• La prison est-elle obsolète Angela Davis Bibliolingus

    La prison est-elle obsolète ?
    Angela Davis
    Au Diable Vauvert
    2014



     

     

    « Pourquoi est-il si difficile
    de concevoir une société sans prison1 ?
    »

    Supprimer la prison telle qu’on la connaît actuellement ? On a déjà du mal à interdire la peine de mort dans le monde, et les vents de haine pour la rétablir soufflent aussi en France. En toute honnêteté, Angela Davis, militante historique pour les droits de l’homme, défend là une opinion tout à fait déroutante, difficilement concevable, mais légitime à beaucoup d’égards.

    Angela Davis nous interpelle sur le rôle de la prison : au lieu d’être une institution d’auto-réhabilitation, le milieu carcéral est producteur de violences qui empoisonnent le « monde libre ». Pourtant, il n’y a probablement pas plus de délits ni de dangers qu’il y a trente ans, malgré le délire sécuritaire dans lequel nous plongent les politiques et les médias ; mais la définition juridique de crime a sensiblement été élargie.
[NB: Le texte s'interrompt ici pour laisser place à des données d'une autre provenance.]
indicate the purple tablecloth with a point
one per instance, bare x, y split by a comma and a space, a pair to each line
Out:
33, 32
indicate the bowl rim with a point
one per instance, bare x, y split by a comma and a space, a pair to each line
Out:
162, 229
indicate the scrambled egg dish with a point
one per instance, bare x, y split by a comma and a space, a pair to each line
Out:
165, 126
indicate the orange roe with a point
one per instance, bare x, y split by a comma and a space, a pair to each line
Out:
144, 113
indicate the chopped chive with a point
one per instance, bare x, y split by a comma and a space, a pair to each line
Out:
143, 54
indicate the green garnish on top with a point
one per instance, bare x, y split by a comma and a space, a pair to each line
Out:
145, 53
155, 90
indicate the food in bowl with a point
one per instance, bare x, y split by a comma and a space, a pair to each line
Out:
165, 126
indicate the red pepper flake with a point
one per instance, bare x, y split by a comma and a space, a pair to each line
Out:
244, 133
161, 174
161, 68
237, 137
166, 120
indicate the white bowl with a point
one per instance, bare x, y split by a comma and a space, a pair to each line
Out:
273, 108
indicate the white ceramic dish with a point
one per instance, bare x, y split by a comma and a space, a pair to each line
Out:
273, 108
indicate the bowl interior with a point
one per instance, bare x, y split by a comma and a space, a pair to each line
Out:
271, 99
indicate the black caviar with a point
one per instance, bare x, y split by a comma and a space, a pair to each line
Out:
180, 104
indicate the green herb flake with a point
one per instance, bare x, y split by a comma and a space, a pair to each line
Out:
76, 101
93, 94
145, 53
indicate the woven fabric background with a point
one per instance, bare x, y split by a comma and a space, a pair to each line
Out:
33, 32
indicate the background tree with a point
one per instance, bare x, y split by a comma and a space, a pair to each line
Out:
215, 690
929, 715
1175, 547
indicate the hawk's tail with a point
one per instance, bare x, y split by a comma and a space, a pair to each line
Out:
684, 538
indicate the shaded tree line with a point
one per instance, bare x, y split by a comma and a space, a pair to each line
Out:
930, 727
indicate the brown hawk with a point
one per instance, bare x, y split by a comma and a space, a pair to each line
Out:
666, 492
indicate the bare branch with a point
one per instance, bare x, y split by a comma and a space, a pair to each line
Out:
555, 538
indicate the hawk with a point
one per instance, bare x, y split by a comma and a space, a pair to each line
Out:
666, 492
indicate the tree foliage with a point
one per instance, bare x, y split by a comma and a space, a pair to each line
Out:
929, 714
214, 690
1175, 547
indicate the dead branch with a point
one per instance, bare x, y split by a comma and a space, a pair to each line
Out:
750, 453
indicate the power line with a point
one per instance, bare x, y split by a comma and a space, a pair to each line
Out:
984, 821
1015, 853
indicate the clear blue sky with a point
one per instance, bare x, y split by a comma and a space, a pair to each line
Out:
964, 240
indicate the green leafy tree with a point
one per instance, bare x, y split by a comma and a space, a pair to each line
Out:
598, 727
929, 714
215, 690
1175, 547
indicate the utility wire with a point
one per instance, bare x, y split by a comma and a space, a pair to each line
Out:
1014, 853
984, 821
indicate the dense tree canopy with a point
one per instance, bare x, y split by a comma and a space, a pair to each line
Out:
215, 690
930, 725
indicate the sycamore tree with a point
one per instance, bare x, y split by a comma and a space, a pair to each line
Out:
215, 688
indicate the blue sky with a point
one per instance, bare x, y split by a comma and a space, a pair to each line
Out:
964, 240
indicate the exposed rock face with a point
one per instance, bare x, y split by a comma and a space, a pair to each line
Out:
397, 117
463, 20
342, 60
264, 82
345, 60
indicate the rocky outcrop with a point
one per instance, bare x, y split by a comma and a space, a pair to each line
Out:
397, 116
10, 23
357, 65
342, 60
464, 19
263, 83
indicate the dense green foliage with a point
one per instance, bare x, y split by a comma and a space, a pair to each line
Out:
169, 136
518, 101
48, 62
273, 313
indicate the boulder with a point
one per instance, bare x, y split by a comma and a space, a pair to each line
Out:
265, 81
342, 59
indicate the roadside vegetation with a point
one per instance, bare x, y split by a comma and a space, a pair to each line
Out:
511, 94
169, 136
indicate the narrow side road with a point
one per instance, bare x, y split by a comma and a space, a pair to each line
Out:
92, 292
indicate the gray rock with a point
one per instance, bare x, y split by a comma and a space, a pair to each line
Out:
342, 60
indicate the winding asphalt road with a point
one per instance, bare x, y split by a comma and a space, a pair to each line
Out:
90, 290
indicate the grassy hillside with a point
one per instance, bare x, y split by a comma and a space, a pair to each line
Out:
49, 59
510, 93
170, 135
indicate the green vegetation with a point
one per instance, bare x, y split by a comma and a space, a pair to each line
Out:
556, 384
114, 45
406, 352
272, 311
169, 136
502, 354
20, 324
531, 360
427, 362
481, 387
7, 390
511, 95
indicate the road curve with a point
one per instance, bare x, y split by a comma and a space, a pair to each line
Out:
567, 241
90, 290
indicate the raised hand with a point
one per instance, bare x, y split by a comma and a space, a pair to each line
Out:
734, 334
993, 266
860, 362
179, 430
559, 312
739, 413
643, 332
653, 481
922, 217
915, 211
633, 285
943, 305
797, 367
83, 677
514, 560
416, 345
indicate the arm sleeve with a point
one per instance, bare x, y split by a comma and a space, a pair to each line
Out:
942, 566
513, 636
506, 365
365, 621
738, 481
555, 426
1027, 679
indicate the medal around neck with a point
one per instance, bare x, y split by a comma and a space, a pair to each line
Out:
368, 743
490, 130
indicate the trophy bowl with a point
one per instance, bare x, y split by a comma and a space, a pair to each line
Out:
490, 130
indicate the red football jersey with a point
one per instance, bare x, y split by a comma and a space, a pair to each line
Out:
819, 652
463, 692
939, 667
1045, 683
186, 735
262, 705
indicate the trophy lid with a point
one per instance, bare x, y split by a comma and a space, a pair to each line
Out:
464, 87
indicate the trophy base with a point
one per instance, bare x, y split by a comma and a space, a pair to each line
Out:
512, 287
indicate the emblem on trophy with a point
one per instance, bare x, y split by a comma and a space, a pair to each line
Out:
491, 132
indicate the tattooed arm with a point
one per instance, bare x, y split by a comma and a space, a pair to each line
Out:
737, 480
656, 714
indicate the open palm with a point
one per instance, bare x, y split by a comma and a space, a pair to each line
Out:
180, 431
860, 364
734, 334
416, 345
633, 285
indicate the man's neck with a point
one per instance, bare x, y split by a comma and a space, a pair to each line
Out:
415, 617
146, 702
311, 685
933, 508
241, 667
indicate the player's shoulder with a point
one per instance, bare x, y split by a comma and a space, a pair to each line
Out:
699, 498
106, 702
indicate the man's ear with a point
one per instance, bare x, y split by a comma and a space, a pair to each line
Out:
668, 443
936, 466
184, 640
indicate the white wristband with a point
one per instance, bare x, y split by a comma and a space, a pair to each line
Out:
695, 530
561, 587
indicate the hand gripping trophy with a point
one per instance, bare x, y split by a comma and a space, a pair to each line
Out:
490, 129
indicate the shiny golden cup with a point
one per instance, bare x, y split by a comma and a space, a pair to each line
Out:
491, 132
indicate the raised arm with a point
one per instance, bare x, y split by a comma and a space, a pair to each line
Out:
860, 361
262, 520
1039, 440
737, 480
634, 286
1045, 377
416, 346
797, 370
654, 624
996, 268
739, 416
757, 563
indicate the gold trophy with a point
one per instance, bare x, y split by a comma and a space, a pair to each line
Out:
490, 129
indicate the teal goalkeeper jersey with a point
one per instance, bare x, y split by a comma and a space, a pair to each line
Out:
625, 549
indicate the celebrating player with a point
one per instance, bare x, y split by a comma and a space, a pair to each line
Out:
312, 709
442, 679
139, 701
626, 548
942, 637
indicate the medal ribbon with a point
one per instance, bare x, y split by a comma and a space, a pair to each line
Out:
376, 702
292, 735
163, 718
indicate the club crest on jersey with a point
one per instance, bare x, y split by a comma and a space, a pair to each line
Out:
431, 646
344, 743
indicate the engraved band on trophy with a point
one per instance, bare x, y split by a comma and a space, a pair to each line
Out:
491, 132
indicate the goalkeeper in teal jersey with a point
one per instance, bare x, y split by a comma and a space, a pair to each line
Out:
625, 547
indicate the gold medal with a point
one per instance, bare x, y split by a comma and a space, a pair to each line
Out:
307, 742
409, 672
    Surpopulation des prisons, allongement des peines, durcissement des conditions de vies, suppression des programmes d’éducation, de formation et d’émancipation intellectuelle… La prison va mal : les Noirs et les Latinos et les pauvres sont surreprésentés dans les prisons américaines (nous pourrions faire le même parallèle en France avec les Noirs, les Arabes et les pauvres), criminalisés par le racisme au faciès. Les femmes sont aussi de plus en plus nombreuses à se retrouver derrière les barreaux, victimes d’abus sexuels dont on ne parle quasiment pas. Être en prison signifie-t-il perdre tous ses droits, son humanité et sa dignité ? Répondre à la violence par la violence aurait déjà contribué à désamorcer une situation dangereuse ?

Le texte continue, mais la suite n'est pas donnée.